Emergency departments often miss meeting the needs of frail seniors, says a Canadian geriatrics researcher who led a new international study that offers suggestions on improving care.

Critical to connect seniors with chronic disabilities to home care supports

Emergency departments often miss meeting the needs of frail seniors, says a Canadian geriatrics researcher who led a new international study that offers suggestions on improving care.

The study published recently in the Annals of Emergency Medicine looked at nearly 2,300 patients with an average age of 82 in seven countries, including 532 in Canada.

The loud environment of an emergency department may need to be redesigned for frail seniors, researchers say. (Richard Lam/Canadian Press)

Prof. John Hirdes of the University of Waterloo's School of Public Health and Health Systems and his co-authors found:

  • 78 per cent depended on others for personal activites of daily living such as bathing or dressing, had a cognitive problem or had fallen in the past 90 days
  • 49 per cent could not walk without supervision.
  • 26 per cent showed cognitive impairment.

"They may not come to the emerg because they're about to die, but they may come because they've got chronic disabilities, a high level of fraility and their caregivers aren't coping and they're coming there as a first point of contact for help," Hirdes said today. "Those folks are the ones that's its critical to connect properly with the home-care system and to reconnect with primary care."

When a frail person comes to the chaotic and noisy environment of an emergency department, the risk for misdiagnosis, for example delirium as dementia, is high, he said.

The researchers suggested managing seniors in emergency rooms differently, such as:

  • Expand geriatric nurses who receive specialized training in meeting the needs of older adults.
  • Consider seeing frail seniors in a separate, quieter and accessible area.
  • Use the short screening tool tested in the study to assess seniors' disability and need for referral.

The screening tool is already used to assess patients for home-care in most provinces, Hirdes said.

Dr.
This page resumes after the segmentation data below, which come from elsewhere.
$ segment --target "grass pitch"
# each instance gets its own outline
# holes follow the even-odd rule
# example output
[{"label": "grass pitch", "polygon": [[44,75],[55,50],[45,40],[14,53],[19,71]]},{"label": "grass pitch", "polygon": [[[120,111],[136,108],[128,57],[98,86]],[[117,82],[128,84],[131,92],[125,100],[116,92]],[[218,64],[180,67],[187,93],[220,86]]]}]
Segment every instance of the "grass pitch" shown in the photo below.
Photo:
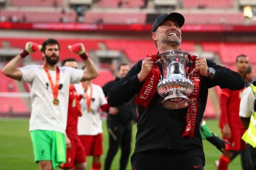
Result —
[{"label": "grass pitch", "polygon": [[[207,123],[211,130],[220,135],[218,127],[217,120],[207,120]],[[103,121],[104,154],[102,156],[102,170],[108,147],[108,135],[106,130],[106,122]],[[131,154],[135,145],[136,125],[133,126],[133,136]],[[204,148],[206,157],[205,170],[215,169],[214,162],[219,159],[221,153],[208,141],[204,141]],[[118,170],[120,152],[118,151],[112,163],[111,170]],[[88,169],[91,169],[92,159],[87,157]],[[38,169],[37,164],[34,162],[32,144],[29,132],[28,119],[0,119],[0,170],[34,170]],[[240,156],[237,156],[230,164],[229,169],[241,170]],[[130,160],[127,170],[131,170]]]}]

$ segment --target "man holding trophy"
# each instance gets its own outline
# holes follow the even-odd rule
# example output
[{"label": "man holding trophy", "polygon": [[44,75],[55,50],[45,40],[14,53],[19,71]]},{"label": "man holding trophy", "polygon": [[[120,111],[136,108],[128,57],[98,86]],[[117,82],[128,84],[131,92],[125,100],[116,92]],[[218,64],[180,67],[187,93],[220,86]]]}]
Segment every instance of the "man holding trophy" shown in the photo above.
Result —
[{"label": "man holding trophy", "polygon": [[203,170],[199,126],[208,89],[244,86],[238,73],[180,49],[184,22],[177,13],[158,17],[151,31],[158,54],[139,61],[109,91],[112,106],[137,95],[132,170]]}]

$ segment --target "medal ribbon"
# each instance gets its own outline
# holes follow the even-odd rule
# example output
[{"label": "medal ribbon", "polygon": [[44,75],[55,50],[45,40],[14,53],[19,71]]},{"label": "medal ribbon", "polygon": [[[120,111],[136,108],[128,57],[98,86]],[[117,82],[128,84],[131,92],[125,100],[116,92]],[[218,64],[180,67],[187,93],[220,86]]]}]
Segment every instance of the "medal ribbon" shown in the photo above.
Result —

George Heckman is a geriatrician in Kitchener-Waterloo who works with Hirdes but wasn't involved in this study. Heckman said he gets a sense the findings are true in his practice.

Heckman teaches family health teams about dementia and heart failure that seniors face.

"These are all really good, hard-working professionals but they've been trained in a system that doesn't allow them to recognize this," Heckman said, noting both doctors and nurses receive few lessons in geriatric care in their training.

"We really have to go upstream," to family medicine, Heckman suggested. "Start intervening there first because it's always less expensive to do it before the wheels fall off."

The researchers called the study the most extensive international study of the characteristics and outcomes of older emergency department patients that they're aware of.

The study was funded by the Canadian Institutes of Health Research, Princess Alexandra Hospital Research Foundation in Australia and Bavarian Ministry of Environment and Health in Germany.